Weekly challenge #1051 – An empty cup

The next topic is Gemstone

LISA

Thirsty
The cup was plastic
The cup was white
The cup was just out of reach.
She attempted to lean
She tried a shuffle
Her thirst grew but still the little cup just sat on her table
A nurse passed the end of her bed and she tried to talk, tried to nod, to groan but the nurse was reading some notes so didn’t notice and left the ward.
A cough tickled at her parched throat and lurched her body forward, knocking the cup over. Spilling the contents. The empty cup lay on the hospital floor, waiting to be thrown away.

LIZZIE

The café was still closed. “The clients are outside.” The stress. Let them wait, said the manager. Wait?! The clients will leave. The manager, furious, slammed the door open, letting a flood of people in. “Line up, ladies and gentlemen.” Some of the clients left. And like so, day after day, the café went bankrupt. “Now we’re unemployed.” The manager sneered. “I’ve got a job for you.” The staff looked surprised. “I have a… parallel business in the basement.” Six people were counting bills. Millions. “Where is this money coming from?!” The manager smiled. “No one knows.” And he winked.

RICHARD

Unpredictable

The old woman stared into the empty cup before looking up at me curiously.
“Young man,” she said – I liked that – “I have never seen a pattern like this before. It is hard to know exactly what the tea leaves are saying.
On the one hand, I see them spell success, wealth and power, on the other… well, shall we just say the future doesn’t look quite so bright?”
I was annoyed. I hadn’t crossed her palm with silver for that.
I grabbed the cup and looked inside.
I saw exactly what the leaves were saying.
My teabag had split!

SERENDIPIDY

An empty cup.
A dead body.
I know what you’re thinking. I poisoned him, right?
You’re wrong, that was the last thing on my mind when he woke me this morning with a cup of tea.
It was a thoughtful gesture.
But, he didn’t really think it through.
I don’t drink tea first thing in the morning; and if I did, believe me, it wouldn’t be black, with two sugars.
I drink coffee.
And without my morning coffee, I get very grumpy indeed.
He knew that, and still he gave me tea. Black, with two sugars.
So, I strangled him.

TOM

And left the cup unreconciled.

The empty tea cup sits to my left. Victorian blue edged in gold-leaf, hell 30% of the thing in gold-leaf. The handle done in a Greek revile manner that is known as Colonial. Echoing the silver work of Revere I found it at the back of Diann’s China cabinet. A tiny item in the mass of object that must not find new homes. It screams of drawing room pretension, so unlike the woman who last owned it. More Tupperware than China, more dairy queen than Hight tea. It is doubtful I will ever have cause to fill it with tea.

NORVAL JOE

“Why are we at Bobby’s house?” Sabrina asked Billbert’s mother as they navigated through the trash in the front yard.

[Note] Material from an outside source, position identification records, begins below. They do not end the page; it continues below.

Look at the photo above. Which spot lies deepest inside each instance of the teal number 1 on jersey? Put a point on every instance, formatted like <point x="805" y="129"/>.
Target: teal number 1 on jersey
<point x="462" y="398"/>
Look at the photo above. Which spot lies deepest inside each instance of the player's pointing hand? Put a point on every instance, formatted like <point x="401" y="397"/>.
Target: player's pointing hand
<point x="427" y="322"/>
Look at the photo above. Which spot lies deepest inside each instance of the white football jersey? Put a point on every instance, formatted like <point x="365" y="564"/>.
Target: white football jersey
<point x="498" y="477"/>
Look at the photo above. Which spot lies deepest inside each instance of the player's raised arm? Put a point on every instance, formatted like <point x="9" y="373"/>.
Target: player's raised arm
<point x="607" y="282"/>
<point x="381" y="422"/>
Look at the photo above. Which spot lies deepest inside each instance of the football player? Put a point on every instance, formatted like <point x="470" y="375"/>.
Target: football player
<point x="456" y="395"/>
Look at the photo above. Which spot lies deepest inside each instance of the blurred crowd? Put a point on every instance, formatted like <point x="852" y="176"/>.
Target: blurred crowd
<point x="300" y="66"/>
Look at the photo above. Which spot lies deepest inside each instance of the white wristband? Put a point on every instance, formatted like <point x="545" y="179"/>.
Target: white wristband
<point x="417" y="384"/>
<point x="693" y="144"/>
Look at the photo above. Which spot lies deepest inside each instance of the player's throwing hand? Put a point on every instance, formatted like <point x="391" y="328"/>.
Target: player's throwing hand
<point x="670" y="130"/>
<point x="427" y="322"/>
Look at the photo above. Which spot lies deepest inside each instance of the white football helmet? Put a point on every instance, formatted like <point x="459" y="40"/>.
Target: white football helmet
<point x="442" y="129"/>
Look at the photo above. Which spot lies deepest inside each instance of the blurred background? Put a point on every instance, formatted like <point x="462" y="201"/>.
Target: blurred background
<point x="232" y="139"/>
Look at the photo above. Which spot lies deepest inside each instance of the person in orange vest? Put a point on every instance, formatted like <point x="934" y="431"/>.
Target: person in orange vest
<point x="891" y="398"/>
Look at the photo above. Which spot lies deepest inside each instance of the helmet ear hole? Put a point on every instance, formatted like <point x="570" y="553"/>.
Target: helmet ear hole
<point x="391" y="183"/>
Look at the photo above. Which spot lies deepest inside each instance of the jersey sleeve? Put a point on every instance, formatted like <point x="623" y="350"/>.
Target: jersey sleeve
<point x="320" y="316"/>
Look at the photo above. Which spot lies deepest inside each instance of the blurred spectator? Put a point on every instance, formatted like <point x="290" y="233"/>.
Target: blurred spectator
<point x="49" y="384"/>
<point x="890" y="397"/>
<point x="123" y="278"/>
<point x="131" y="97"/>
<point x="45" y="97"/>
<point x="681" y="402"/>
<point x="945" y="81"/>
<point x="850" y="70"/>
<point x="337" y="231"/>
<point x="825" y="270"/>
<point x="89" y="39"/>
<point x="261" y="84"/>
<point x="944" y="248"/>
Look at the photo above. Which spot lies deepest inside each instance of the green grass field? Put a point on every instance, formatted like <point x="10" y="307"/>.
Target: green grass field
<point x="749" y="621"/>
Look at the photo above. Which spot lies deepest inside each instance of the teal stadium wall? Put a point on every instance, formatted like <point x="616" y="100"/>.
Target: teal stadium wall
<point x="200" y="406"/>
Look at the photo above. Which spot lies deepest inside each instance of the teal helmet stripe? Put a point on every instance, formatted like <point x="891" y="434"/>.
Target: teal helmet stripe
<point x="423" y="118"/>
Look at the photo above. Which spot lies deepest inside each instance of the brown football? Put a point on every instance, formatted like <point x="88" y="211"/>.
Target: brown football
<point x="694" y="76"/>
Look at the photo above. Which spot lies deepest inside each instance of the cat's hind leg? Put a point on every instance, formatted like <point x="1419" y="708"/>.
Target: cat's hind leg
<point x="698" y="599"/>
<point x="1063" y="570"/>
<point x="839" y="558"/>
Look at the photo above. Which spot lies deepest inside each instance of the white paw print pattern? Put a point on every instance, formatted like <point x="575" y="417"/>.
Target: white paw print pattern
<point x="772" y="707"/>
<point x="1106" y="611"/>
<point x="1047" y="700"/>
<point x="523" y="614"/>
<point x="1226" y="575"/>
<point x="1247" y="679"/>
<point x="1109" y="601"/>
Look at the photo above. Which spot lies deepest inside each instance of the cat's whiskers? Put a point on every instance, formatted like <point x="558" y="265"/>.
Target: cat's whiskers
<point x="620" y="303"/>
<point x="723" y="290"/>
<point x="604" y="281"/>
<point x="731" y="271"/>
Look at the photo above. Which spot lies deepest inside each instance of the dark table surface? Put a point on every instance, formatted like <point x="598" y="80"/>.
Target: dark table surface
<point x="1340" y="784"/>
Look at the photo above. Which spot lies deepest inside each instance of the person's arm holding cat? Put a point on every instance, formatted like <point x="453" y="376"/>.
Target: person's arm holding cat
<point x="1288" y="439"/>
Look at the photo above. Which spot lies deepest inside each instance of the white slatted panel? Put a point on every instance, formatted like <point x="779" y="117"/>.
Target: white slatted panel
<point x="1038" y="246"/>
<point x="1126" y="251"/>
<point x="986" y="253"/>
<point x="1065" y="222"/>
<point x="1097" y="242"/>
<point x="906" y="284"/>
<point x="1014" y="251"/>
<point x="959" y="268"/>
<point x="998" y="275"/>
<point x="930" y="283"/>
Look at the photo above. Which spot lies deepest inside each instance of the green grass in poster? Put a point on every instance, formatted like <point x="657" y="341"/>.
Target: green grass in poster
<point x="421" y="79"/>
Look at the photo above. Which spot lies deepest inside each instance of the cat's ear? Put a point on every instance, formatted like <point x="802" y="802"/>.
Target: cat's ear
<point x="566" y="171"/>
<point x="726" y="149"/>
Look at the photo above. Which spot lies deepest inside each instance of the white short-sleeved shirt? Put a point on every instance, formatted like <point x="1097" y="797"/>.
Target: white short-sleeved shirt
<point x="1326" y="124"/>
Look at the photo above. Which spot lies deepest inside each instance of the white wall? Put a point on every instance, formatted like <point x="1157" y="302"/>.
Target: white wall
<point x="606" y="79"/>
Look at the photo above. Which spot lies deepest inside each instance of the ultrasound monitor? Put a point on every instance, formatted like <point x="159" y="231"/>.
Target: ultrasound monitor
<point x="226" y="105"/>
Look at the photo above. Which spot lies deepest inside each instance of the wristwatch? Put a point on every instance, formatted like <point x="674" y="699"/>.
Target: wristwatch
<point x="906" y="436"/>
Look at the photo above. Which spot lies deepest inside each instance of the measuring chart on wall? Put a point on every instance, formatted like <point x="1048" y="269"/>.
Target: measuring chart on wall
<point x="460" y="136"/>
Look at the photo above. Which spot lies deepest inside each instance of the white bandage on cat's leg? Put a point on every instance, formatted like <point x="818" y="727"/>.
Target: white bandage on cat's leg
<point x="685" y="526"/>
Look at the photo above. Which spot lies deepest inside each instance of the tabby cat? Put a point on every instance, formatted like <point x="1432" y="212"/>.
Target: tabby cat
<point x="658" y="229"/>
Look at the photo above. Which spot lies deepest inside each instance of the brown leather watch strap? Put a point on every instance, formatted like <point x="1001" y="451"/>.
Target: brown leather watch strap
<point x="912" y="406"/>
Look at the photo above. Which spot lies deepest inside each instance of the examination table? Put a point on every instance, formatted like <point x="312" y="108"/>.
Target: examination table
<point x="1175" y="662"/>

Mrs. Weinerheimer kicked an empty paper cup with her toe. “Look at this mess. Children’s protective service is coming here in the morning. If we don’t get their house straightened up, Bobby and Patrick will be removed from the home before they’re able to verify our story.”

Surprised to find them on her porch this late, Bobby still invited them in.

“Do you need something?” she asked.

“Yes,” Joan said. “But first we need to get your house cleaned up.”

PLANET Z

Ollie, the owner of the company, would put a cup on the floor and practice his golf putting in his office. His son, Richard, had the whole back wall of his office taken out and he would practice like he was on the driving range. The factory floor was pretty large, but the ball tended to ricochet off the machinery and the employees. They’ve got hard hats, said, Richard, teeing up another ball. Ollie, ever the diplomat, offered hazard pay to anybody who took a golf ball to the head. It’s not like Richard isn’t shouting fore, right? He said.